As March begins, Common Defense joins the nation in celebrating Women’s History Month by highlighting and honoring the experience and contribution of women serving or who have served in the Armed Forces.
Even before women were officially allowed to enlist in the U.S. military, women played integral roles in the nation’s Armed Forces. Since the advent of the Women’s Army Corps in 1943, women’s roles, specialties, and skills within the military have greatly expanded and changed the course of our history, but their stories are often left unheard. This Women’s History Month, Common Defense hopes to do just that—uplift the stories and honor the service given by almost 2 million women veterans and over 200,00 active military members.
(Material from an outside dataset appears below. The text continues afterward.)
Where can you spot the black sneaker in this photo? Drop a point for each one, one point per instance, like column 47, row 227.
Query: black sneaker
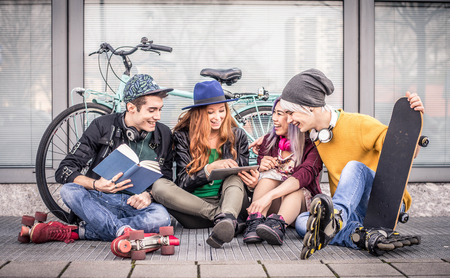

As we recognize the experiences and contributions of women veterans, it is imperative we also recognize the various barriers that women-—particularly women of color—continue to face in the military today. Women suffer from high rates of sexual assault and harassment, gender discrimination, and fewer promotional opportunities. Female Veterans also receive less support in their transition back to civilian life, leading to higher rates of homelessness than their male counterparts. The compound of sexual assault and combat increases women’s risk of developing Post-Traumatic Stress Disorder, making life after service even more difficult, and for women of color, these struggles are additionally compounded by racism. While Defense Secretary Lloyd Austin’s reckoning with the military’s pervasive white supremacy and sexual assault issues is a first step, we recognize our military still faces significant challenges in making the Armed Forces an equitable and safe space for all women.